Cool, possibility of rain for the next few days. No complaints - when it's nice out, impossible to stay inside, so weather like this is helpful. I worked till nearly 1 a.m. last night, got through the manuscript, will fiddle some more before sending it to readers.
In the afternoon, a treat - the Vancouver Art Gallery's massive show, which takes up the whole building, called "Mashup - the birth of modern culture." As the ad says, "371 artworks, 156 artists, 30 curators, 3 years in the making." Of course, some of those artworks are very small, like a tiny book of poetry called "Cunt Norton," somehow taking the Norton Anthology of Poetry and linking it with erotica. And some are huge, taking up an entire room. It starts with Picasso - what doesn't? - and Braque incorporating bits of newspaper and wallpaper into their work, and proceeds to show that melange and collage - mashup - changed the face of art through all genres: film (Jean-Luc Godard, Quentin Tarantino); music - rap, hip hop, John Cage and others; dance (Merce Cunningham and others); literature - including "The Wasteland," T.S. bringing in all sorts of bits from elsewhere. And of course the visual arts, Warhol, Keith Haring, endless others.
Notable: many, perhaps as many as half, of the artists represented are women. It felt as if a concerted effort had been made to make sure this was the case. Because it's 2016.
To me, the exhibition showed artists saying, This is great - how can we break it? How can we smash it up and stomp on it and put it back together? There was tons of humour; it's not often I laugh out loud at an art gallery, but I did in this one, including this:
By John Baldessari, entitled "Pelicans staring at human with nose bleeding." Deep. There were lots of teens there with their schools (including a class where one young girl was there with her baby in a stroller.) I bet this is the most fun they've had at the art gallery. Hope it gave them some ideas.
This is the huge entrance hall, by Barbara Kruger:
Photos can't do this stuff justice. It was not soul-stirring the way classical works of genius are to me, but it was greatly entertaining and even inspiring, to see the way artists reassemble what's there, transform mundane objects, use their febrile imaginations to create something completely new. It made me feel conventional - my memoir: and then this happened and then this. Next one, I'll toss the stories up into the air and see how they land.
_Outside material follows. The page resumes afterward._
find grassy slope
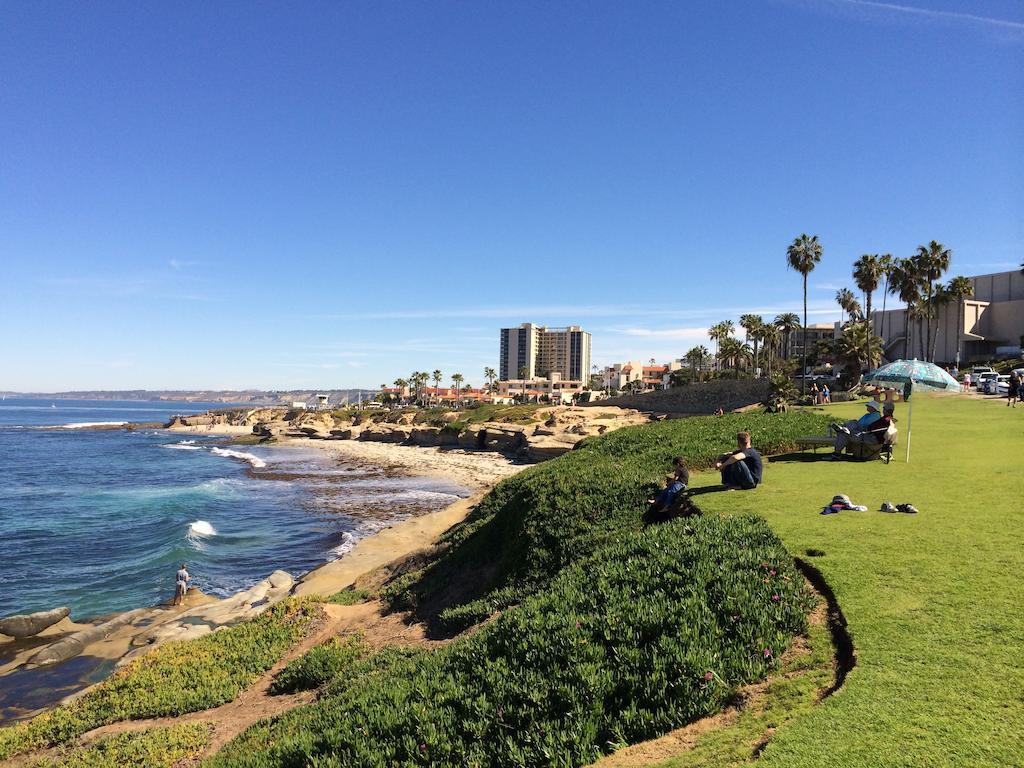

Afterward, headed to Chris's for our usual champagne aperitif. On the way, everything looked like it belonged in the exhibition, including this:
It made me smile yesterday. Perhaps not so much today.
A few more random shots:
Taken from the bus as it sped along East Broadway near Main. That little brown house is where I lived, on the top floor - at the top centre was my window - from 1978 till I moved in with Edgar in 1980, in a tiny attic apartment I called Cosyland. And it was, too. Amazing it's still there, has survived the relentless, ruthless developer onslaught that is Vancouver real estate.
Rhodos, a bush around the corner. Enuf said.
English Bay beach at sunset. I live a block from here. Have I said that before? How will I go back to no view, no ocean, no sea breezes, no tankers waiting in the bay?
The answer in a few words: Eli and Ben, Anna and Sam, my house, neighbours, Toronto friends. Two more weeks. Very happy here. Can't wait to go home.